Confusable words | Page 3 | Sunday Observer

Confusable words

5 September, 2021

Some English words appear to be similar but they have different meanings. Here is a collection of such words.
Facility / faculty
‘Facility’ is a natural ability to do something easily and well.
Brenda has an amazing facility for languages.
‘Faculty’ means a natural ability to see, hear, or think clearly.
Rosy has a great faculty for absorbing information.
Factual / fictitious
‘Factual’ means based on facts or relating to facts
Try to keep your account of events as factual as possible.
‘Fictitious’ means not true, or not real.
The stranger gave me a fictitious address.
Faint / feint
‘Faint’ means difficult to see, hear or smell something.
I heard a very faint noise.
‘Feint’ means to pretend to hit someone in boxing.
Fallacy / misconception
A fallacy is a false idea or belief, especially one that a lot of people believe is true.
A misconception is an idea which is wrong or untrue, but which people believe because they do not understand the subject properly.
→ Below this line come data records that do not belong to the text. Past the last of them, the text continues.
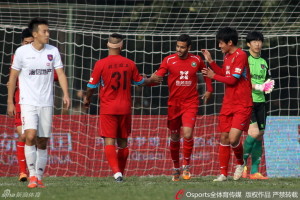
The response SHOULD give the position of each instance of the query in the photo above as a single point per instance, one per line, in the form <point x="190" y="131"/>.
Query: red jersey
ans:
<point x="114" y="75"/>
<point x="182" y="78"/>
<point x="235" y="73"/>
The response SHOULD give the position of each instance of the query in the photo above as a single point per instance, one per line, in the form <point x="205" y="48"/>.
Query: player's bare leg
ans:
<point x="174" y="149"/>
<point x="42" y="157"/>
<point x="112" y="158"/>
<point x="123" y="153"/>
<point x="30" y="154"/>
<point x="256" y="151"/>
<point x="237" y="147"/>
<point x="224" y="156"/>
<point x="21" y="154"/>
<point x="188" y="144"/>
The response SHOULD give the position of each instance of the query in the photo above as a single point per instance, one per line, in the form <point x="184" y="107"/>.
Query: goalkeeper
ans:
<point x="261" y="85"/>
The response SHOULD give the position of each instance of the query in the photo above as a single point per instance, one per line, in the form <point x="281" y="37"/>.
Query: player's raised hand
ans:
<point x="208" y="73"/>
<point x="156" y="79"/>
<point x="206" y="55"/>
<point x="86" y="102"/>
<point x="206" y="96"/>
<point x="11" y="109"/>
<point x="266" y="87"/>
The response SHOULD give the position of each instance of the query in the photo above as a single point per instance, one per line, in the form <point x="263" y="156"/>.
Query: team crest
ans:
<point x="50" y="57"/>
<point x="194" y="64"/>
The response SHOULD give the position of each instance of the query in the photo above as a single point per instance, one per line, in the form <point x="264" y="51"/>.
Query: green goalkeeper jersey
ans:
<point x="259" y="71"/>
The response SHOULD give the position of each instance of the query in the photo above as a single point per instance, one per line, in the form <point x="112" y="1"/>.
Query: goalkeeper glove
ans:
<point x="266" y="87"/>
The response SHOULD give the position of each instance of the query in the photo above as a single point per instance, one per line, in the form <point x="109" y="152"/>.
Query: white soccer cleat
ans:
<point x="238" y="172"/>
<point x="220" y="178"/>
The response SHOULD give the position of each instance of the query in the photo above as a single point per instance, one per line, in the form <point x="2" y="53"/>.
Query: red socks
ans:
<point x="238" y="152"/>
<point x="21" y="156"/>
<point x="188" y="145"/>
<point x="174" y="149"/>
<point x="224" y="156"/>
<point x="111" y="156"/>
<point x="122" y="158"/>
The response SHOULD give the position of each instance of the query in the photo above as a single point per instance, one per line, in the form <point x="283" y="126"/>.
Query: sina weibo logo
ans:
<point x="50" y="57"/>
<point x="179" y="194"/>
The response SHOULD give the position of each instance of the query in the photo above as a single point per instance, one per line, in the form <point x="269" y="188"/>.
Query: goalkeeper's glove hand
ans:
<point x="266" y="87"/>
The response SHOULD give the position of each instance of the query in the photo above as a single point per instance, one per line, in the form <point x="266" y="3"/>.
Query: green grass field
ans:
<point x="140" y="188"/>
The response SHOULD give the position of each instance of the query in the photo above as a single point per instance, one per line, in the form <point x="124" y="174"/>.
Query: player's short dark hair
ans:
<point x="185" y="38"/>
<point x="226" y="34"/>
<point x="35" y="22"/>
<point x="254" y="35"/>
<point x="117" y="35"/>
<point x="26" y="33"/>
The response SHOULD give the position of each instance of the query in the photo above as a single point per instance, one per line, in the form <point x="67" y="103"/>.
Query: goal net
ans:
<point x="80" y="30"/>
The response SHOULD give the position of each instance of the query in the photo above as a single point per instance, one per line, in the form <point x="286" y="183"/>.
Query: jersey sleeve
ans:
<point x="137" y="79"/>
<point x="238" y="66"/>
<point x="163" y="68"/>
<point x="218" y="70"/>
<point x="17" y="61"/>
<point x="57" y="63"/>
<point x="268" y="74"/>
<point x="95" y="79"/>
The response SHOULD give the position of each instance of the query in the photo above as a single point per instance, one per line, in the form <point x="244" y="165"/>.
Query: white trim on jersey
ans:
<point x="36" y="73"/>
<point x="170" y="58"/>
<point x="196" y="57"/>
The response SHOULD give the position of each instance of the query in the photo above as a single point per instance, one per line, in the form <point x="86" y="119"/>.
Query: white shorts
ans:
<point x="38" y="118"/>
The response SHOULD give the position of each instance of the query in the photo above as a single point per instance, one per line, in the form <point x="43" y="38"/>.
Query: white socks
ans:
<point x="36" y="161"/>
<point x="30" y="154"/>
<point x="41" y="161"/>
There is a popular misconception that too much exercise is bad for you.
Farther / further
‘Farther’ is used exclusively to express distance either literally or figuratively.
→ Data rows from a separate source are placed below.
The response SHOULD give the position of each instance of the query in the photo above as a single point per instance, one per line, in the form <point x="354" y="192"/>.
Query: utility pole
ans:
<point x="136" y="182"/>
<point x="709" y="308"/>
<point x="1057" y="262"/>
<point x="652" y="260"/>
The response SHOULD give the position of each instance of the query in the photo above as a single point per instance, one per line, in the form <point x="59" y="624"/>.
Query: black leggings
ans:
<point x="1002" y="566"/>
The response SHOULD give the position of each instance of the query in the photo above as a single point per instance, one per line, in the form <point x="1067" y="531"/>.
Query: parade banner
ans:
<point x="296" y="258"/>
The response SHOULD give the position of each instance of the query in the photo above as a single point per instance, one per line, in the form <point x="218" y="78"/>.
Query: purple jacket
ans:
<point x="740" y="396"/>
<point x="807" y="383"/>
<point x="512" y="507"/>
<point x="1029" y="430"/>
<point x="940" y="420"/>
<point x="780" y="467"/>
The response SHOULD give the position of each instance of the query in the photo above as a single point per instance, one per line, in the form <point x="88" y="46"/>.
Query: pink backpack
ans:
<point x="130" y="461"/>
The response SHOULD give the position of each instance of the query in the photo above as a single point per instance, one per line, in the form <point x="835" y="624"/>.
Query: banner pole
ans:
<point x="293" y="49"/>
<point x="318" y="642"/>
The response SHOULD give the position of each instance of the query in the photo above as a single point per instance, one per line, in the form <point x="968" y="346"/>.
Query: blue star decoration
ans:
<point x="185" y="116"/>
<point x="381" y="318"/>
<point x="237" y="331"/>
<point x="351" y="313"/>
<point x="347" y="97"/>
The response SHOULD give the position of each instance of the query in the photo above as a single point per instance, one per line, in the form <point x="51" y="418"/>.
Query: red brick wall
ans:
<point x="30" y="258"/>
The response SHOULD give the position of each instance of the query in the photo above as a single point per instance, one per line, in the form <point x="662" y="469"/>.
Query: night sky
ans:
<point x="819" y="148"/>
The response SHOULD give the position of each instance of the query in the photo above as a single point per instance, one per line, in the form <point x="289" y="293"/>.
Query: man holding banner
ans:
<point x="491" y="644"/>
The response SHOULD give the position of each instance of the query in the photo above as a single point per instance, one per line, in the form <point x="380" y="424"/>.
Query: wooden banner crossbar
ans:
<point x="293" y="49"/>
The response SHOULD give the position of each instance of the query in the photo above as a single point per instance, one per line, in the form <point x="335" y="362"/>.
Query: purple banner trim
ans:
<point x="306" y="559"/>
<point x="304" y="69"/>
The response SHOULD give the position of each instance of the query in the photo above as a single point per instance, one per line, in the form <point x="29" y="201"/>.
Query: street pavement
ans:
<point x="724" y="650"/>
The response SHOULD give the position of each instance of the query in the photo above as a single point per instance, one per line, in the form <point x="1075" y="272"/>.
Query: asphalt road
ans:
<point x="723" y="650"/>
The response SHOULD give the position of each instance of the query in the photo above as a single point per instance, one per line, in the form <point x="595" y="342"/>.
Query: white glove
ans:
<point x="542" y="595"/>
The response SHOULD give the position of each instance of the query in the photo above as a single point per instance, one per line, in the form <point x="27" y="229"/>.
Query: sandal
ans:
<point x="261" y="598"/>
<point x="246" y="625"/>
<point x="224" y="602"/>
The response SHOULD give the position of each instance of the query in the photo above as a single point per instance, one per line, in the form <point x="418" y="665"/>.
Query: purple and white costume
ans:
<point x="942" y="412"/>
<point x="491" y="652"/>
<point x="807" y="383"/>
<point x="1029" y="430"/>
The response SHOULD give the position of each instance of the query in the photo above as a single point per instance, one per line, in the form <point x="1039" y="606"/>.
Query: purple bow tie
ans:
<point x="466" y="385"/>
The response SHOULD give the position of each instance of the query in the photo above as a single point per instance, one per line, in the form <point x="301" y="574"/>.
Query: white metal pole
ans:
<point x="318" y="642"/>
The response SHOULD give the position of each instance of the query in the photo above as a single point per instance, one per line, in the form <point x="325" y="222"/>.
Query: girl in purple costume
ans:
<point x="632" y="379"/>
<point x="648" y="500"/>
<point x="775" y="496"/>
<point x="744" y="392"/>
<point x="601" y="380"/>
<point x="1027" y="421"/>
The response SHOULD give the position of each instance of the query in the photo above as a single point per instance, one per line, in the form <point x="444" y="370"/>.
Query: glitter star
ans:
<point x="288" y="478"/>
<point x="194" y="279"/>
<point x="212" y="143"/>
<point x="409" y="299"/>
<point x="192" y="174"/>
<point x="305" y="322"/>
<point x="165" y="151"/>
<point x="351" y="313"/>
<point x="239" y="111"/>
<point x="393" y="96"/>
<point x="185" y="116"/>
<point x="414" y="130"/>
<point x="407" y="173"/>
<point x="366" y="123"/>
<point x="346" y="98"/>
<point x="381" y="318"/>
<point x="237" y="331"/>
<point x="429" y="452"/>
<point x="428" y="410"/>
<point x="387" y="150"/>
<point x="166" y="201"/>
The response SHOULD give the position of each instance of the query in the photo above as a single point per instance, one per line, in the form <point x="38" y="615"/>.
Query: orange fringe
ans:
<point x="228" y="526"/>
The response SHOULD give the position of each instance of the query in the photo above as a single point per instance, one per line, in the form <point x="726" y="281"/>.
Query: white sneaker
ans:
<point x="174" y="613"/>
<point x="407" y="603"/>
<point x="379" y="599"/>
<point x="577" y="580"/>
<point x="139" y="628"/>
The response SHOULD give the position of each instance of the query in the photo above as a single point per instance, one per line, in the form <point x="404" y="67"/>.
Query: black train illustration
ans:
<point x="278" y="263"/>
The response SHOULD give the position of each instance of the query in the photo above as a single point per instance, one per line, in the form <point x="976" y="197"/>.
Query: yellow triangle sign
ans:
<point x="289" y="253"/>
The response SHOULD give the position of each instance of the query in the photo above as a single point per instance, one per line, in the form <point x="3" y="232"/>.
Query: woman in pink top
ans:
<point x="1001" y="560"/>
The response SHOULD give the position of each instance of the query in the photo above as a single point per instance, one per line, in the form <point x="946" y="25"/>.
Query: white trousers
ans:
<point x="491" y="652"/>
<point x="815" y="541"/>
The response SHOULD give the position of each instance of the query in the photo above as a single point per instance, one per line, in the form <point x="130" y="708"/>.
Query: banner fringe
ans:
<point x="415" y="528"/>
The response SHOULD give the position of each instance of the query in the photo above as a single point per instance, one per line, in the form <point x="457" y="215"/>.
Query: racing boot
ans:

Rex guessed that Kandy was farther from Colombo than Kegalle.
‘Further’ means in addition.
A lot of students leave for Australia for further education.
Fatal / fated
‘Fatal’ means causing or resulting in death
A well-known film star met with a fatal accident recently.
‘Fated’ means doomed.
Norma was fated to spend her last years in a home for the aged.
Ferment / foment
‘Ferment’ is a situation of great excitement or trouble in a country, especially caused by political change.
In the 1960s, American society was in ferment.
‘Foment’ means to cause trouble and make people start fighting each other or opposing the Government.
The Janatha Vimukthi Peramuna was accused of fomenting a rebellion.
Fervent / fervid
‘Fervent’ means believing or feeling something very strongly and sincerely.
Max was a fervent supporter of human rights.
‘Fervid’ means believing or feeling something too strongly.
However, it suggests a heightened, more passionate fervour.
Few / little
‘Few’ indicates a small number of people or things.
I am going to buy a few things at the supermarket.
‘Little’ means not much.
There is now little hope of success for those who went on strike asking for higher salaries.
Fiance / fiancée
‘Fiance’ is the man who a woman is going to marry.
‘Fiancee’ is the woman who a man is going to marry.
Fictional / fictitious
Something fictional relates to a fiction.
Something fictitious is untrue or not genuine.
Fictional characters are mostly found in novels.
Fill in / fill out
When you fill in something, you insert.
Brian filled in the application form and handed it over to the receptionist.
When you fill out something, you add or complete it.
John filled out his speech with spicy anecdotes.
Finish / finalise
‘Finish’ means to complete something but ‘finalise’ is to settle something or to reach an agreement. The minister finalised the amendment but the agreement was far from finished.
Fish / fishes
Both words are used as the plural form of ‘fish.’ However, ‘fishes’ nowadays appears infrequently.
Flagrant / blatant
‘Flagrant’ means shocking and outrageous, but ‘blatant’ means glaringly obvious.
There are flagrant violations of human rights in certain countries. There was blatant discrimination against black people in South Africa.